Adverse weather pushes up food prices

Prices of sugar, palm oil and milk have gone up sharply

By DTE Staff
Published: Thursday 05 November 2015

FAO’s Sugar Price Index led the overall rise, surging 17.2 per cent from September
Credit: Cliff/Flickr

The prices of major food commodities rose in October, driven by fears of weak harvests due to adverse weather—rain and drought.

The Food Price Index averaged nearly 162 points last month, up 3.9 per cent from September, while still down 16 per cent from a year earlier.

The Food and Agriculture Organization’s latest Cereal Supply and Demand Brief trimmed its October 2015 forecast for worldwide cereal production. It has projected production at 2.53 billion tonnes, 1.1 per cent below last year’s record output.
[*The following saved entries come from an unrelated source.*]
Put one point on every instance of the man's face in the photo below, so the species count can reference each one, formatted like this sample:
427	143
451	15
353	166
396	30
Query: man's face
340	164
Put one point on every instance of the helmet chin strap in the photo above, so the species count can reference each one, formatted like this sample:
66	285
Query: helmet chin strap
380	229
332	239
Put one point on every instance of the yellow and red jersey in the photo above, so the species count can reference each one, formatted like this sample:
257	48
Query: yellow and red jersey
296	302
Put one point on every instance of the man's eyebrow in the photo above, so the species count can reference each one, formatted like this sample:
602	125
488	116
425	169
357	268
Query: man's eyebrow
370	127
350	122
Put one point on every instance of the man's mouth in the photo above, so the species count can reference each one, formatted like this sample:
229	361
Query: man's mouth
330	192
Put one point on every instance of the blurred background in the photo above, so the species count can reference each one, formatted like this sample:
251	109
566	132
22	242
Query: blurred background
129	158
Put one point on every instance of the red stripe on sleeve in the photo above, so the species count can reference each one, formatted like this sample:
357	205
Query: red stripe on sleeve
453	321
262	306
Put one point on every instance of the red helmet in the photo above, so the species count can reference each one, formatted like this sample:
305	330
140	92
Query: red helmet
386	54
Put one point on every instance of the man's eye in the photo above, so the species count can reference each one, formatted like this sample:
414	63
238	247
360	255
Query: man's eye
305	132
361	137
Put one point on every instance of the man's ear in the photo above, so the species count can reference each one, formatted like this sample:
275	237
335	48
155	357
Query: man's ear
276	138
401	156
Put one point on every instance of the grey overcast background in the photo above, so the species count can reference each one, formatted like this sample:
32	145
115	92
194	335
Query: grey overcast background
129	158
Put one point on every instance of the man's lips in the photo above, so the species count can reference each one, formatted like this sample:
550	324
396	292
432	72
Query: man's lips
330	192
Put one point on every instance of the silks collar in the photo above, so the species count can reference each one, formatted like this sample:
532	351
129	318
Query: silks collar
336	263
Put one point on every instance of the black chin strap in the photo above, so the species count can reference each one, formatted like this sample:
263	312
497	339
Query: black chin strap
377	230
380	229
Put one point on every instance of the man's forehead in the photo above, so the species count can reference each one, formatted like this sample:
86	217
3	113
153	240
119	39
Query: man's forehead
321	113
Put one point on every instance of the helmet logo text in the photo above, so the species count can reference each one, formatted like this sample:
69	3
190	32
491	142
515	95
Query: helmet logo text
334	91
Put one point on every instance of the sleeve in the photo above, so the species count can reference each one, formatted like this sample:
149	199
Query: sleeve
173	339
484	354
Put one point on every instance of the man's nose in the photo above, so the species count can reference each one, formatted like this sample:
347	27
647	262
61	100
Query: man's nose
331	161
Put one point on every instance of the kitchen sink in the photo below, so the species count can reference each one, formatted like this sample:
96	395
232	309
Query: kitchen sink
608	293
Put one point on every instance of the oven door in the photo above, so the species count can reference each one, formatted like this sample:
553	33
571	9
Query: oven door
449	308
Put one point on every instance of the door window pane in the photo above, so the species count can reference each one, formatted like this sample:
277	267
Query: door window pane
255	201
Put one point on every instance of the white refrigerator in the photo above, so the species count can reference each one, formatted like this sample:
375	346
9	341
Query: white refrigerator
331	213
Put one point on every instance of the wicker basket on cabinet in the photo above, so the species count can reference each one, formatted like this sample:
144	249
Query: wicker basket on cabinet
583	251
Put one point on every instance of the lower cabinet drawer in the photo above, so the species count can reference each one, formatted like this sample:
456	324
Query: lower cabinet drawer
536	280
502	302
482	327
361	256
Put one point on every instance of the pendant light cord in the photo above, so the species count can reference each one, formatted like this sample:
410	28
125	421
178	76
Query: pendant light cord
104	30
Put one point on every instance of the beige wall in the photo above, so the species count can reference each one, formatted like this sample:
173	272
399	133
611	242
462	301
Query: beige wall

Half of the forecast cut reflects dim expectations about the maize crop in India and Ukraine due to adverse weather conditions. Drought in Thailand has prompted a reduction in the seasonal rice harvest projection.

However, the forecast for global wheat production has been raised, reflecting a bigger harvest in the European Union than earlier thought of.

Cereal stocks are expected to remain at a comfortable level, with global wheat inventories rising further, reaching their highest level in 15 years.

Drought and rain trigger sugar high

FAO’s Sugar Price Index led the overall rise, surging 17.2 per cent from September, amid fears that excessive rains in Brazil would affect harvests as well as reports of drought in India and Thailand.

The Dairy Price Index rose 9.4 per cent from September amid concerns that milk output in New Zealand would decline. The Meat Price Index was stable.

The Cereal Price Index rose by a modest 1.7 per cent, pushed up in part by growing concerns over dry weather conditions affecting wheat crops in Ukraine and southern parts of the Russian Federation.